We changed things up a bit to make it more tolerable. My sister set up multiple tables which got us away from the "this is where Dad always sat" problem. Mom sat in his seat. The rest of us wandered around playing musical tables. The day was beautiful and we were able to eat outside. 59 degrees for the robust New Englanders seemed like real spring.

The company was superb! I didn't know how I could handle the day being with people. The good thing was these were good friends. Friends who love to laugh. Smart, talented amazing people who we've known for a long time and who loved my father too. They were friends that were well aware of the realities of grief because they had been through it too... in harsh, awful ways. They got it and it made the day that much more bearable. It's just so good to surround yourself with people who you love and who love you. It's really the best medicine.

One of my friends said to me that the reason that we just can't ever accept death is because we weren't created that way. We were never created to die or experience death. So true....
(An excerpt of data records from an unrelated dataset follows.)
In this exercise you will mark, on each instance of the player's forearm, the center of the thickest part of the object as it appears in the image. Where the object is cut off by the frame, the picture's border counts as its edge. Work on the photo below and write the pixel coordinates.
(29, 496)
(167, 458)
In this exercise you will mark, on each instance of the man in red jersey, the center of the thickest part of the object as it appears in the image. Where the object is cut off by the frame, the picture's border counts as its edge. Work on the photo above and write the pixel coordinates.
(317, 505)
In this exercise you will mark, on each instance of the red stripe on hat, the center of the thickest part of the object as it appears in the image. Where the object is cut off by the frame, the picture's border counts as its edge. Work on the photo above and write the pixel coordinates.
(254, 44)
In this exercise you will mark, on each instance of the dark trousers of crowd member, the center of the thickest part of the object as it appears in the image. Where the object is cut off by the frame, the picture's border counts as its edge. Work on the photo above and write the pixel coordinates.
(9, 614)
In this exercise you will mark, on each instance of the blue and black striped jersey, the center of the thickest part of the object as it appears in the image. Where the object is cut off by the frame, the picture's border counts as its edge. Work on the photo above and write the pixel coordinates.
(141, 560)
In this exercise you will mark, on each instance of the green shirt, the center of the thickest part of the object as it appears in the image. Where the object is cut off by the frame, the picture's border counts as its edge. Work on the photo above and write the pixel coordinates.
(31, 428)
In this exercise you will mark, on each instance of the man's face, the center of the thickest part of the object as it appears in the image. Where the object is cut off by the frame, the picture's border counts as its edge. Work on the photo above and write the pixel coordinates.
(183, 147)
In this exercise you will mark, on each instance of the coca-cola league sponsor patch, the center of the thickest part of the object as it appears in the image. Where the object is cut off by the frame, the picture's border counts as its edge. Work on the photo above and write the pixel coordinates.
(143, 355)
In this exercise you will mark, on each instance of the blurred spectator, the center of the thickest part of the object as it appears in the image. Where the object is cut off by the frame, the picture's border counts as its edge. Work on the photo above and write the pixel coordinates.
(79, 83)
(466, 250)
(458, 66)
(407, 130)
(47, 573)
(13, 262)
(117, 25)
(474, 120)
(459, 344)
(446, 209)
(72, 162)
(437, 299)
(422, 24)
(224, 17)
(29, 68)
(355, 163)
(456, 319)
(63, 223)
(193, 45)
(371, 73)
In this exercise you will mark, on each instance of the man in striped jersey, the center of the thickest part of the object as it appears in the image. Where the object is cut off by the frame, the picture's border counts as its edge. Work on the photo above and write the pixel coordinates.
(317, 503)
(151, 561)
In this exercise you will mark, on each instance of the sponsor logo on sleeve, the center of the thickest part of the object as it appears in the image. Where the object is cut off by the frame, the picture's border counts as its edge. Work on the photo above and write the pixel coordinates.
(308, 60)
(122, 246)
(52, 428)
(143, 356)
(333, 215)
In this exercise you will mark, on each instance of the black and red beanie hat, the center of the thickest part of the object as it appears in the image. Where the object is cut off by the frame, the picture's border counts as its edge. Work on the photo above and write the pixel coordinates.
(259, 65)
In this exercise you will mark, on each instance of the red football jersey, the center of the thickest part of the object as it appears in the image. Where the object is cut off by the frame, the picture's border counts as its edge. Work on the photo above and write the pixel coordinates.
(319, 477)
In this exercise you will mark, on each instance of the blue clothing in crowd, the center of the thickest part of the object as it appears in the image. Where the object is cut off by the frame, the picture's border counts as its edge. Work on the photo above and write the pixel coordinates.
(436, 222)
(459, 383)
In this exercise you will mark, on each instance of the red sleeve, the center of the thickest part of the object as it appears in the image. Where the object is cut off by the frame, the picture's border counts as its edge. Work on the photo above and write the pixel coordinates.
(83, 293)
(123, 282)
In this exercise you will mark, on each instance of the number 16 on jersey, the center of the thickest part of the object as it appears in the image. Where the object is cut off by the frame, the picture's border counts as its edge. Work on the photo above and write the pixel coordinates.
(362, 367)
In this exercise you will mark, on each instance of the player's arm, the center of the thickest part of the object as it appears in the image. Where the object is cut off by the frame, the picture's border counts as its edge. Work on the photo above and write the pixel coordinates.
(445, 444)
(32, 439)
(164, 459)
My mom and sister have been doing some research on my dad's cause of death. Death is so final, but it's normal to go back to those last few days before and wonder if it could have been prevented. I haven't spent much time thinking about "if only" but there has been a question in my mind about why the doctor didn't know this was going on when he had his heart tested and a clean bill of health given just a few days before his death. Apparently "ventricular fibrillation" happens when the bottom two chambers of the heart just shut down. It's a muscle issue as opposed to "arterial fibrillation" which tends to be more common and treatable. It seems that there would have been very little that they could do to prevent this kind of episode from happening in my father. If we had known this was the problem, we would have worried and watched him, waiting for that moment. I probably would have followed him around with fib paddles. It would have been no quality of life for him or us.

In addition, when "ventricular fibrillation" happens, the person passes out immediately, feeling no pain, and the blood is no longer pumped through the body. Brain damage happens within five minutes. If they had been able to bring him back it would have been a sadder reality.

Do these things make me feel better? No, I suppose not. I'd like for him not to have had that problem but I suppose at age 77, things do start to wear out. We speculate on why his heart wore out so quickly. Was it the scarlet fever at age 4 that almost took him back then? Did it damage his heart? Whatever the cause, our bodies all break down. I should know that as well as anyone. It's almost easier to have it happen to yourself than someone you love though.

It was four weeks ago today. That's one month. For most of life's little traumas we can move on in a few minutes, or days. Something like this... I hear three years to get to some kind of point of being ok. Here I am after one month still blogging about the same topic. I kind of hoped that I could go through the grief of lent and when Sunday came.... I could start focusing on the new life part of the equation. Grief doesn't work that way.... and that's alright.

So, no big answers or hope or meditation today. Yesterday was kind of draining. I'm going to lay low, bring my daughter back to her dorm, maybe clean the house (big maybe there) and take a nice, long walk. What are you going to do today?